The International Organisation of Securities Commissions (IOSCO) has published a consultation report on which proposes a set of good practices on the voluntary termination process for investment funds.

IOSCO, which is the leading international policy forum for securities regulators and is recognised as the global standard setter for securities regulation. The organisation’s membership regulates more than 95 per cent of the world’s securities markets in more than 115 jurisdictions including Nigeria.

The body recognises the importance for investment funds to have termination procedures in place from an investor protection perspective.

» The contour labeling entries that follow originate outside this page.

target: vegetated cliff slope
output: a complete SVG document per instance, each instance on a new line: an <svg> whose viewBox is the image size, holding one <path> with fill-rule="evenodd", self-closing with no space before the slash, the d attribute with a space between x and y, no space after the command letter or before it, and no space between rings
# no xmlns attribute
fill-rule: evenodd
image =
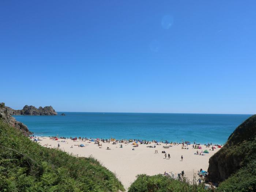
<svg viewBox="0 0 256 192"><path fill-rule="evenodd" d="M27 136L32 134L27 127L22 123L16 121L12 117L13 113L12 109L5 106L4 103L0 103L0 119L12 127L21 131L23 135Z"/></svg>
<svg viewBox="0 0 256 192"><path fill-rule="evenodd" d="M34 106L25 105L22 109L15 110L8 108L11 111L13 115L56 115L57 112L52 106L46 106L44 108L39 107L37 109Z"/></svg>
<svg viewBox="0 0 256 192"><path fill-rule="evenodd" d="M256 159L256 142L255 115L237 127L222 148L210 158L208 180L219 182L241 168L254 163ZM252 171L249 170L251 172Z"/></svg>
<svg viewBox="0 0 256 192"><path fill-rule="evenodd" d="M114 174L95 159L41 146L0 118L0 191L120 191Z"/></svg>

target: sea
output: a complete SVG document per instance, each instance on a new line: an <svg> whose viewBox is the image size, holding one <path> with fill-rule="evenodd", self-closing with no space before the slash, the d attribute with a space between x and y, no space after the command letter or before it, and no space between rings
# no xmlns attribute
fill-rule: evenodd
<svg viewBox="0 0 256 192"><path fill-rule="evenodd" d="M64 113L65 116L61 116ZM223 144L249 114L58 112L14 116L38 136Z"/></svg>

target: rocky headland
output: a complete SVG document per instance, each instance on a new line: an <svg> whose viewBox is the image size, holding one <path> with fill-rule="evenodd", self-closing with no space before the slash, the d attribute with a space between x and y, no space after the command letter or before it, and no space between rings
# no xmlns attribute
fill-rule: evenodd
<svg viewBox="0 0 256 192"><path fill-rule="evenodd" d="M5 106L4 103L0 103L0 118L12 127L19 129L26 136L32 133L27 127L21 122L16 120L13 115L56 115L57 112L52 106L37 109L34 106L25 105L21 110L16 110Z"/></svg>
<svg viewBox="0 0 256 192"><path fill-rule="evenodd" d="M44 108L39 107L37 109L34 106L26 105L22 109L15 110L8 108L13 115L56 115L57 112L52 106L46 106Z"/></svg>
<svg viewBox="0 0 256 192"><path fill-rule="evenodd" d="M208 179L219 183L255 161L256 115L238 126L223 147L210 158Z"/></svg>
<svg viewBox="0 0 256 192"><path fill-rule="evenodd" d="M26 136L32 134L25 125L16 120L12 116L13 114L12 110L11 108L5 106L4 103L0 103L0 118L6 123L19 130Z"/></svg>

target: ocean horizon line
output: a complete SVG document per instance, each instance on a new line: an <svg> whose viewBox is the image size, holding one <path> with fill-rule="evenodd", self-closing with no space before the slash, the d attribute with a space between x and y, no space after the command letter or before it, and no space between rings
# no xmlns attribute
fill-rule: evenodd
<svg viewBox="0 0 256 192"><path fill-rule="evenodd" d="M57 111L57 113L140 113L140 114L212 114L212 115L253 115L255 114L250 113L162 113L162 112L78 112L78 111ZM256 114L256 113L255 113Z"/></svg>

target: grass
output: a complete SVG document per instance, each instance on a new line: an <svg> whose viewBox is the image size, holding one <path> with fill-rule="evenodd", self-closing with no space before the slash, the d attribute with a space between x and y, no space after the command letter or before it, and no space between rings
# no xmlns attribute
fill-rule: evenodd
<svg viewBox="0 0 256 192"><path fill-rule="evenodd" d="M0 146L0 191L124 191L114 173L93 158L41 146L1 119Z"/></svg>

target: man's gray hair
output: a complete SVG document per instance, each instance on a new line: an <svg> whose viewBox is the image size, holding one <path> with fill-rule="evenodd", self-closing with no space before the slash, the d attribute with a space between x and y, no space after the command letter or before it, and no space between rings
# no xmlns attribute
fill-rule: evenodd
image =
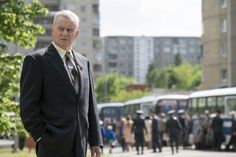
<svg viewBox="0 0 236 157"><path fill-rule="evenodd" d="M56 24L57 19L60 16L72 20L75 23L76 29L79 28L79 17L74 12L72 12L70 10L62 10L62 11L57 12L54 16L54 19L53 19L53 25Z"/></svg>

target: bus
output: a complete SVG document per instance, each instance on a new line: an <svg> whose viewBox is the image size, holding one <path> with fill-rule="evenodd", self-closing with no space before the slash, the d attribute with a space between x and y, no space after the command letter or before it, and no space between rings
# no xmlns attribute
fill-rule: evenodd
<svg viewBox="0 0 236 157"><path fill-rule="evenodd" d="M188 95L185 94L169 94L159 96L155 105L156 114L167 114L170 110L178 111L187 109Z"/></svg>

According to IOSCO the decision to terminate an investment fund can have a significant impact on investors in terms of cost or their ability to redeem their holdings in a timely manner during the termination process.

It said both retail and professional investors can be affected by the ultimate value of their investment in a fund at the time of termination. The report targets a broad range of investment funds including collective investment schemes (CIS) and other fund structures such as commodity, real estate and hedge funds.

IOSCO noted that most regulatory regimes have certain criteria for the termination of investment funds in their jurisdiction, ranging from the overarching obligation to act in the best interests of investors, to prescriptive requirements for liquidating the portfolio and the payment of final distribution proceeds. But legislation at a national level in most jurisdictions addresses involuntary terminations (for example, in the case of insolvency of an investment fund).

However, IOSCO’s work focuses on voluntary terminations with the objective to develop a set of good practices for the termination of investment funds which take into account investor interests during this process.

“Voluntary terminations typically occur because an investment fund, although still solvent, is no longer economically viable or can no longer serve its intended objectives. The decision to terminate in these cases is taken by the responsible entity, although this decision may be based on factors outside its direct control,” IOSCO said.

It added that in a number of jurisdictions, an investment fund may elect not to terminate by liquidating its assets and repaying investors, and instead will seek to merge its assets with another investment fund, often managed by the same responsible entity.

In this regard, IOSCO said it is considering whether the issues arising from investment fund mergers generally would have a particular impact on the termination process.

IOSCO is consulting on 15 good practices for the termination of investment funds that are categorised into: disclosure at time of investment, decision to terminate, decision to merge, during the termination process and specific types of investment funds.